I have about 10,000 individual DNA sequences in fasta format- both as a single large multifasta file and as separate files per sequence so I can be flexible with the input format. I should be able to work with fasta format though and am not looking to compromise there.
I am looking for a way to graphically display these sequences via cluster plot. I am generally unfamiliar with matlab and R, but familiar enough to know that they shine at graphical outputs but tend to rely on numerical input (like .csv files). I can't figure out how to use the R package hclust, for example, with my fasta file(s). This might just be because I don't know R very well.
A tree would be fine too, but it is extremely computationally heavy to align these sequences prior to putting them into a tree-making tool like RAxML. I have tried to mafft align all of these sequences on a remote server and the job timed out. In addition, I think a cluster plot is more visually appealing than a tree. However, if all I can get is a tree that is better than what I have now!

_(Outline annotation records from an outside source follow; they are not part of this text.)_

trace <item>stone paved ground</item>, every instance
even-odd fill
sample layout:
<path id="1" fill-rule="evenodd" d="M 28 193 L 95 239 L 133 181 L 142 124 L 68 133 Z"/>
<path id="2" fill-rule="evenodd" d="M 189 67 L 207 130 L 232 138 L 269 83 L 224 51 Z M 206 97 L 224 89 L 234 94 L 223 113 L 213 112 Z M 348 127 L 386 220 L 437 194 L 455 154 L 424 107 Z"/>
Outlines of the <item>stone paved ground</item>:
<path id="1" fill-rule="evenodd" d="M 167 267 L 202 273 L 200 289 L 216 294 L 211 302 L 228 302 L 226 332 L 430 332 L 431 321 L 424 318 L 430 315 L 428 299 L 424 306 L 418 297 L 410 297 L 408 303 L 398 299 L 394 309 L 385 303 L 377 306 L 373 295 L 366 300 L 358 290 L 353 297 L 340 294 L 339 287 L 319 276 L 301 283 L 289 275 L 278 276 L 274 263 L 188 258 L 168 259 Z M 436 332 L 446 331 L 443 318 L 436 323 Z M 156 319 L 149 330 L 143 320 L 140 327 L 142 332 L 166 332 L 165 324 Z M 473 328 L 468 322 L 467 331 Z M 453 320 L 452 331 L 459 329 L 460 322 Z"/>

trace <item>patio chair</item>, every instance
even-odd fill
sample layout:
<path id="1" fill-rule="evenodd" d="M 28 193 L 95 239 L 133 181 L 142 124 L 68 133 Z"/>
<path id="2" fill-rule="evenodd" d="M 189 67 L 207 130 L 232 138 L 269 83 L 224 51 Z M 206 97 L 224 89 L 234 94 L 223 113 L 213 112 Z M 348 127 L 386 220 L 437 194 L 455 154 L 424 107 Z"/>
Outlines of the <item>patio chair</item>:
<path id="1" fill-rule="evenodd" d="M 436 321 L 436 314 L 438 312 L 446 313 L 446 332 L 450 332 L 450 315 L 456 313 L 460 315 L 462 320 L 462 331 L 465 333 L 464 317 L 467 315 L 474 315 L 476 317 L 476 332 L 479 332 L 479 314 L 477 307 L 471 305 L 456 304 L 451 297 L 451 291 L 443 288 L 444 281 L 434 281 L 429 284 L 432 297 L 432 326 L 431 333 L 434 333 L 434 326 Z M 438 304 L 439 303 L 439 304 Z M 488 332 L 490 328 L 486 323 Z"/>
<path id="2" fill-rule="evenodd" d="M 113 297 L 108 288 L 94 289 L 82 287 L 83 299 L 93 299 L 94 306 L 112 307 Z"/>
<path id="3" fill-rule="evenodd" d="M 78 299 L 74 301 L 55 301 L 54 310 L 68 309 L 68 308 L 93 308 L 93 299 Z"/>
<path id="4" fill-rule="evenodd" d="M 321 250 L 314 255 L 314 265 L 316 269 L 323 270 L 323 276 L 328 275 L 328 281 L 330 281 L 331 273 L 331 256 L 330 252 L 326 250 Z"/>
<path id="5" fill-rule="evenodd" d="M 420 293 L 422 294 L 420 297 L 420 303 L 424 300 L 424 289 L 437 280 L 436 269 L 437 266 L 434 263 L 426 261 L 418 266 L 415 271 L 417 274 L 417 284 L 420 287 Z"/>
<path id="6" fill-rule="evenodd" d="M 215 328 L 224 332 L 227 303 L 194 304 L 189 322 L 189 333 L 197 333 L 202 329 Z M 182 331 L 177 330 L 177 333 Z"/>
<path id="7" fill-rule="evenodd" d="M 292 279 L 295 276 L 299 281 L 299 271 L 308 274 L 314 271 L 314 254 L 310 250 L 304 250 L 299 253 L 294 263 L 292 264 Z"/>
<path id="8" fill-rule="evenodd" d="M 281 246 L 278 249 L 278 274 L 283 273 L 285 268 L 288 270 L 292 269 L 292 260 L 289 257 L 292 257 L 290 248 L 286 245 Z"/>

Simply stated, the goal is to quickly see how many rough clusters of DNA sequences I have. Thanks for any help you can provide. -Rob
See also: Hierarchial Clustering
And the Muscle manual on large alignments: http://www.drive5.com/muscle/manual/bigalignments.html
You would need a distance matrix somehow, however as you experienced, a multiple alignment of 10000 sequences is computationally heavy. CD-hit might be your best bet. I would forget about plotting such dendrogram for now, as such large dendrograms are not very useful in my opinion.
What kind of sequences are they? 16S?